Late night talk shows today arent nearly as good as Carson show!! Todays shows are corporate sound bites. This weeks new TV star and that's about all! They don't have original people like Stephen Wright
One night when I was pregnant with my second child, I heard voices from downstairs, my husband was on a business trip so I knew it wasn’t him, I sneaked downstairs to find our two year old sitting on the couch( in his footie pajamas with his little toes pointed at the ceiling, I asked him what he was doing and in his sweet little voice he sighed and said “I’m just watching Mr. Carson” when Johnny died, Levi called me and sadly said “Momma, our Mr. Carson died” this still makes me misty eyed. We loved Johnny Carson and would sometimes watch it together when we couldn’t sleep, there will never again be an entertainer like him.
Wright is obviously one of the most original comics, but the joke about robbing the department store with a pricing gun reminded me of a fake ad from the original Saturday Night Live when they were selling a pricing gun for all the money you could save by marking things down.

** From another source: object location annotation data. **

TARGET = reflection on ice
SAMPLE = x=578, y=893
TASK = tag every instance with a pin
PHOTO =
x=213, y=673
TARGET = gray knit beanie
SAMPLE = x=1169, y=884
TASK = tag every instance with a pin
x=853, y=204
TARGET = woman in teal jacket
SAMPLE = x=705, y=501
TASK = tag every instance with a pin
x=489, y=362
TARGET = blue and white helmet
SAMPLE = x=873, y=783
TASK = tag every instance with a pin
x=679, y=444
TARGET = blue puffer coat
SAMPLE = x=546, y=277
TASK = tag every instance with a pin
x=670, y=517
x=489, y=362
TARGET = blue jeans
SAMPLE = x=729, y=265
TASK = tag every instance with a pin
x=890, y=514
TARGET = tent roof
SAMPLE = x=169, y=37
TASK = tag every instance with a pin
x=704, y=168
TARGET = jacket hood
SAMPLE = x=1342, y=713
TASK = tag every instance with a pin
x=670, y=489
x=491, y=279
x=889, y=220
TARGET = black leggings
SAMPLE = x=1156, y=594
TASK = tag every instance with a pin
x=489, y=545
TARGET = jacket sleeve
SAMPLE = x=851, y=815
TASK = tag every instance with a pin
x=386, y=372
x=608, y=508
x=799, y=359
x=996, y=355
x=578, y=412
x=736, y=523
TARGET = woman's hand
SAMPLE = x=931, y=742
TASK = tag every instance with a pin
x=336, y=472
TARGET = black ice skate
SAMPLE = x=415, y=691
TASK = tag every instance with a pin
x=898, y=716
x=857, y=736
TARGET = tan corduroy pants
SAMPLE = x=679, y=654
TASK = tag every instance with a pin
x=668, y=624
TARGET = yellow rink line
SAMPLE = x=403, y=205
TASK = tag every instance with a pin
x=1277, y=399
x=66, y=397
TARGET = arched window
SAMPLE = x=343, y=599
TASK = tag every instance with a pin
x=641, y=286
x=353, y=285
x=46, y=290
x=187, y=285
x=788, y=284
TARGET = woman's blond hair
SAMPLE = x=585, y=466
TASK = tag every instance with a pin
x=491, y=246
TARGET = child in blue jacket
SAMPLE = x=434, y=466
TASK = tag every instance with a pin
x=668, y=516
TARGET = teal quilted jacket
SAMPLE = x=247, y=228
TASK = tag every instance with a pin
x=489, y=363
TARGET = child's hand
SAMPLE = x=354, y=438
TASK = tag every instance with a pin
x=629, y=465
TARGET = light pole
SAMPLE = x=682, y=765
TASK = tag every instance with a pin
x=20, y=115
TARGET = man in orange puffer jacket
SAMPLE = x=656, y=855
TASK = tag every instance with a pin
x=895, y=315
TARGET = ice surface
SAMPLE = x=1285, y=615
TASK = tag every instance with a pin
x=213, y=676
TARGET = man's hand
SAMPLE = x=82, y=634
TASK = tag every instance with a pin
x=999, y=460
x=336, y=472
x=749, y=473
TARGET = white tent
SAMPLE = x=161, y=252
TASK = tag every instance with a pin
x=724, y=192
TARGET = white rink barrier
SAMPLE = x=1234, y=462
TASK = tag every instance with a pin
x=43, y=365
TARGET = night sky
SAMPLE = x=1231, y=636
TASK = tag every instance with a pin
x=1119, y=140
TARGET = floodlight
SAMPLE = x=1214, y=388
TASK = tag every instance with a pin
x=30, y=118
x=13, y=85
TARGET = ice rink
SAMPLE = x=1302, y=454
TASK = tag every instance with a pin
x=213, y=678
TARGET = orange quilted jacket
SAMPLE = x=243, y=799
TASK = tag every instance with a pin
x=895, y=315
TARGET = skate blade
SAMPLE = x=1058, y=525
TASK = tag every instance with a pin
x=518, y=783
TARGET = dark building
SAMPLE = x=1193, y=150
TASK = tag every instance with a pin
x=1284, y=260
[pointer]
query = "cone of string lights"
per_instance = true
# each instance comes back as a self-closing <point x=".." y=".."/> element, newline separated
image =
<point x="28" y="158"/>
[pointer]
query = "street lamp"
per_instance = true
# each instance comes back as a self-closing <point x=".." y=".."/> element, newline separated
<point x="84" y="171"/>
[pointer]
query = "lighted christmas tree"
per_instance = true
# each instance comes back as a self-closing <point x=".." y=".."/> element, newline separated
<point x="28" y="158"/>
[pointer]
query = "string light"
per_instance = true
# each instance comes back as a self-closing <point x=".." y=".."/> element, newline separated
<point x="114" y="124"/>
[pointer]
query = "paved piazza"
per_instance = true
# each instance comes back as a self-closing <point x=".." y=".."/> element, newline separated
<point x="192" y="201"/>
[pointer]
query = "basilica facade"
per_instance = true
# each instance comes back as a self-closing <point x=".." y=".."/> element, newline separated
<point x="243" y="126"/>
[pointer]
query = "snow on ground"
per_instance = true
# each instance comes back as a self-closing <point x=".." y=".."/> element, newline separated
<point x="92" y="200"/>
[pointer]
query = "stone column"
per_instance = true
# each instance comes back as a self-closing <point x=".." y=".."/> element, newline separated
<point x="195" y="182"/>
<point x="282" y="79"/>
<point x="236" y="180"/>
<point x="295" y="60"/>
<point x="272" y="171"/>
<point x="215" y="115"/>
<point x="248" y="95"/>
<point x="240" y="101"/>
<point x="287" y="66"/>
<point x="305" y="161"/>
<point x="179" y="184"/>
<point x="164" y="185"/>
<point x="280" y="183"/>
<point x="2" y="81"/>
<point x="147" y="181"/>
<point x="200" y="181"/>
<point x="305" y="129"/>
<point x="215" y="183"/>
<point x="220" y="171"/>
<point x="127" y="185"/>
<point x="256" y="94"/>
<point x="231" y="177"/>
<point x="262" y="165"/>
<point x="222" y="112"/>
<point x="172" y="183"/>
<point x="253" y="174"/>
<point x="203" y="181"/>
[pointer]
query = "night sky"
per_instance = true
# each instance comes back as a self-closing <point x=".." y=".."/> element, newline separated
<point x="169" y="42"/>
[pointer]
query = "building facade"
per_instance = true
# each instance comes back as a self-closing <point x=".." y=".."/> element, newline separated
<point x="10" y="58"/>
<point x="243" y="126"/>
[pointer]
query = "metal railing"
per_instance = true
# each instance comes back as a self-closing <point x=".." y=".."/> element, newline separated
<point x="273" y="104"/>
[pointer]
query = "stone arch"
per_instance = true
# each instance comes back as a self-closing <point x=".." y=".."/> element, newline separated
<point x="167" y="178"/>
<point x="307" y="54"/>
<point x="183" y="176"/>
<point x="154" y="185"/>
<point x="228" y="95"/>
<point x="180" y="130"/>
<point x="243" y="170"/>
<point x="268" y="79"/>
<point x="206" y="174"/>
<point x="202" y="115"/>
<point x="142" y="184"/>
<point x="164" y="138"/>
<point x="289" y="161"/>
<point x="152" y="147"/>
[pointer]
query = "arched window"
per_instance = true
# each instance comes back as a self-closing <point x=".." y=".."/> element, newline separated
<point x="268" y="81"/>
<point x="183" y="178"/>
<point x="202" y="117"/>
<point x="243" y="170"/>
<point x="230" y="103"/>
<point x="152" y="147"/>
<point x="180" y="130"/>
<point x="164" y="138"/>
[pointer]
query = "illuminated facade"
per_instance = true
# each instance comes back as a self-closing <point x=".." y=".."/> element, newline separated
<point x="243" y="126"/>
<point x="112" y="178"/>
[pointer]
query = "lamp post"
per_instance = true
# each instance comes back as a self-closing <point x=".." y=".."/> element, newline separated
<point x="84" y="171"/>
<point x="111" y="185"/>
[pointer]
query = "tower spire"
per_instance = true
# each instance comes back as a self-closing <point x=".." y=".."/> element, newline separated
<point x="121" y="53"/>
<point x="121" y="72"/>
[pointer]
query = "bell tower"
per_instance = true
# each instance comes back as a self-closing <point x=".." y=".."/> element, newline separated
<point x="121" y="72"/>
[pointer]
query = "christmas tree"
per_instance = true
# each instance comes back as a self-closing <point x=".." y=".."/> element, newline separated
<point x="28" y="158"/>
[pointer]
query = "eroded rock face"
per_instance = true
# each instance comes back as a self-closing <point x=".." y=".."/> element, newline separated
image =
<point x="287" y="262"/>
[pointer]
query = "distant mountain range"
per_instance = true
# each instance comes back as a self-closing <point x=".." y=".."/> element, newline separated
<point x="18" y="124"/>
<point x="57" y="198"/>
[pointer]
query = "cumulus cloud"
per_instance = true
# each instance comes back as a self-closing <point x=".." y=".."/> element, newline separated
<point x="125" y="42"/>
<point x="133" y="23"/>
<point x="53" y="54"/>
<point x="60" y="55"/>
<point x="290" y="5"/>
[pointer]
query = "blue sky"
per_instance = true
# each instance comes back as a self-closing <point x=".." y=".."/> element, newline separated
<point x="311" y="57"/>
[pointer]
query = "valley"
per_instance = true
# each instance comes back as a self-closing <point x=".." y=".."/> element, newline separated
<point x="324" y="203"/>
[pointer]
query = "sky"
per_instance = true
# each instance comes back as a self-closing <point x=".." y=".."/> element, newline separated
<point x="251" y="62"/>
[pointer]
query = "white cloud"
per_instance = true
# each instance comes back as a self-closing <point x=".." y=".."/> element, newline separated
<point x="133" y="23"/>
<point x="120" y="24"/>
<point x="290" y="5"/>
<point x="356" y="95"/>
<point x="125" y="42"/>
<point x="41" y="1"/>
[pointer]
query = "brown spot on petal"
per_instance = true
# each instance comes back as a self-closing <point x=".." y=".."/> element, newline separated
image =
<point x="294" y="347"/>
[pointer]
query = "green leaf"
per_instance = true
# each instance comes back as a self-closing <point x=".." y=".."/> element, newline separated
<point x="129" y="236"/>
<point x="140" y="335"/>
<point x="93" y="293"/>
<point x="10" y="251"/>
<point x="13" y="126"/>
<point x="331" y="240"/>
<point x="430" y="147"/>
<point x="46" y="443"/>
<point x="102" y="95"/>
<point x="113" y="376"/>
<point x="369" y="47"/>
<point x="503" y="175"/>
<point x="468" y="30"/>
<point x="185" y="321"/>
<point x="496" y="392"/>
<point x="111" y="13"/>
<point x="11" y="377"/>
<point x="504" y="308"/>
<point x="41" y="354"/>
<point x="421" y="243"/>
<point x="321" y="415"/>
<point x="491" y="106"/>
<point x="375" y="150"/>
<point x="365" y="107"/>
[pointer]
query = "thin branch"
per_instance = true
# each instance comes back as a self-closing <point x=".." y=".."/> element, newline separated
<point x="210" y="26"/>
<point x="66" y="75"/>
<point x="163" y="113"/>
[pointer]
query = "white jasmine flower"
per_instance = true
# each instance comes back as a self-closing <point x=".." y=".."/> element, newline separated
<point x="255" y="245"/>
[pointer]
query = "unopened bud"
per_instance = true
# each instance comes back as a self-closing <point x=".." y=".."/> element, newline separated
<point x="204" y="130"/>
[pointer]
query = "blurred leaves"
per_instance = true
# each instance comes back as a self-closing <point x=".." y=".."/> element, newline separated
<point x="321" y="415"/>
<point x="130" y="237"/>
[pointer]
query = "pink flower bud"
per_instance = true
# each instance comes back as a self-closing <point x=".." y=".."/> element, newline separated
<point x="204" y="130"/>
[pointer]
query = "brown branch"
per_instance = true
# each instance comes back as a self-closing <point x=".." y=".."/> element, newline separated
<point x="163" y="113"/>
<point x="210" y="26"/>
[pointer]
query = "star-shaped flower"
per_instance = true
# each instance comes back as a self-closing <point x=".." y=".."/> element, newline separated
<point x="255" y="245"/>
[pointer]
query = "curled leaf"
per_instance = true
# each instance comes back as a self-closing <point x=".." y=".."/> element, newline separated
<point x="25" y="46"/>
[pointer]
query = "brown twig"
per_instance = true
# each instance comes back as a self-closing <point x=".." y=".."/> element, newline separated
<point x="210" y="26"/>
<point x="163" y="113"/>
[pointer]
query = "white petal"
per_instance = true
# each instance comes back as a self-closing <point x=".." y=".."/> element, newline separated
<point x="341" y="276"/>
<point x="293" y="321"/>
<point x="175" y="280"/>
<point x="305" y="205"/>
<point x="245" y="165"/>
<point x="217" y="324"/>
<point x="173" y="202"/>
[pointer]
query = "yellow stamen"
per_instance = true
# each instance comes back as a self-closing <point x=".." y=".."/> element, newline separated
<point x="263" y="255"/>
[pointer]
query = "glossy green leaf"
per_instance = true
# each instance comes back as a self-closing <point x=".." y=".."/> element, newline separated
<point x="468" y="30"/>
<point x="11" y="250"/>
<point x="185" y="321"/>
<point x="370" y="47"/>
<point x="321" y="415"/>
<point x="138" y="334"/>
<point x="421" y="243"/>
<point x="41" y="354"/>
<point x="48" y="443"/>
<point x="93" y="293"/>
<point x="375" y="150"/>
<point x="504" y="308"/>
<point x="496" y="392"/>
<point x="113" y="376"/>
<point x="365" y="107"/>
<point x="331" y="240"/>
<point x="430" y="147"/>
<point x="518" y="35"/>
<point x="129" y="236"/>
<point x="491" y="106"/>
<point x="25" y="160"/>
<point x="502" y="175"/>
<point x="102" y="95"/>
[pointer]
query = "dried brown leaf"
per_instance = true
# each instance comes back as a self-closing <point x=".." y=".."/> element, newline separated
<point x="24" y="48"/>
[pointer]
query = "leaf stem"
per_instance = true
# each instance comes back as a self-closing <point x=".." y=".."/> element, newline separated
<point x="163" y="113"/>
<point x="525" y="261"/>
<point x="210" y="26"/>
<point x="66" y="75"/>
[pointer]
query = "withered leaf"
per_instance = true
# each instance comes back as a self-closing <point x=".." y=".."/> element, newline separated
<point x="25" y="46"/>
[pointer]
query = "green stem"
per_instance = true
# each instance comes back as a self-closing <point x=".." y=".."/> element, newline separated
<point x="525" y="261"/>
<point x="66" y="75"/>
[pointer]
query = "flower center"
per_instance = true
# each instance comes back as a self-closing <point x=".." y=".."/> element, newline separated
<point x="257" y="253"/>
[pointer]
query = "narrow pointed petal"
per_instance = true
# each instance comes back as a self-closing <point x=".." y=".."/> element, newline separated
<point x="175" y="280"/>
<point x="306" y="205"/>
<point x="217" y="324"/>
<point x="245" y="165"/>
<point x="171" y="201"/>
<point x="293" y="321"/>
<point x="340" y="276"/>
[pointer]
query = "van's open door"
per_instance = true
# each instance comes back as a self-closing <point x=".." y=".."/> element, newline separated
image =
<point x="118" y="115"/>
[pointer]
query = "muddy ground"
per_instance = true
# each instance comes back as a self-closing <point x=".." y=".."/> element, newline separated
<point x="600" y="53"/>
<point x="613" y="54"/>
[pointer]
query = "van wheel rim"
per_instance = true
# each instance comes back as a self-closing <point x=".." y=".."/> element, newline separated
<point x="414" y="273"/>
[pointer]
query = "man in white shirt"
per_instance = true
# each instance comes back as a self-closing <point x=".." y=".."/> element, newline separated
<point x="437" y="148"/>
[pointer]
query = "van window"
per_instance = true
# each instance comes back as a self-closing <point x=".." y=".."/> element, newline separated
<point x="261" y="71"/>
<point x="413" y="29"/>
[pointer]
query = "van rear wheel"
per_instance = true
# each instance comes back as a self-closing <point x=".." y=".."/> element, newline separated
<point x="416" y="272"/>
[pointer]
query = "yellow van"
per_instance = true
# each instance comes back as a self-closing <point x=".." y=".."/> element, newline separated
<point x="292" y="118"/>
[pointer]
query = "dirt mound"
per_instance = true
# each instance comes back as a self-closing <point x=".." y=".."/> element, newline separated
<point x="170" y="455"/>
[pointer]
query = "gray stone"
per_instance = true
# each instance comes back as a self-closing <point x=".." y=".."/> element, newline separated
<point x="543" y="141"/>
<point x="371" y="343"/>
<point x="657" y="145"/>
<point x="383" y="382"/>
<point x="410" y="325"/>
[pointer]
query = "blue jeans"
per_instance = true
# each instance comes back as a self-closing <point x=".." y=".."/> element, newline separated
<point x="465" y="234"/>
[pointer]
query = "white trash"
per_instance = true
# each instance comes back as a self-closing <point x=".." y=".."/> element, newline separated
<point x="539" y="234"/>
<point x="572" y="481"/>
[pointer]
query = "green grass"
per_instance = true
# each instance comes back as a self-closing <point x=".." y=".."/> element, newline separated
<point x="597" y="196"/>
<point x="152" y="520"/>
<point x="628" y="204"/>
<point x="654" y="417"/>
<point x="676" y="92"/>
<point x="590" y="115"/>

I met him! He was flying out to NYC on the same plane as my mom. This was pre 9-11 so you could go out to the gates. So I see him and I was SO excited! I grabbed an AmEx application and walked up to him and said “Excuse me, Mr Wright, could I have your autograph? Please.” He seemed surprised I recognized him and/or I wanted his autograph. I told him how much I love his comedy and we talked for a bit. Then he asked if I was flying to NYC and I told him I wasn’t and he tried to convince me to buy a ticket. Offered to buy me one. But I told him I couldn’t as I had work the next day ( it was true, I was a nurse). So he wrote on the application ( which he raised an eyebrow ) “To Denise who broke my heart! Stay beautiful! Love, Steven Wright. He was so funny when talked. Not like the way he was talking to Johnny. Just every day wit. My only claim to fame and o wouldn’t trade it for anything.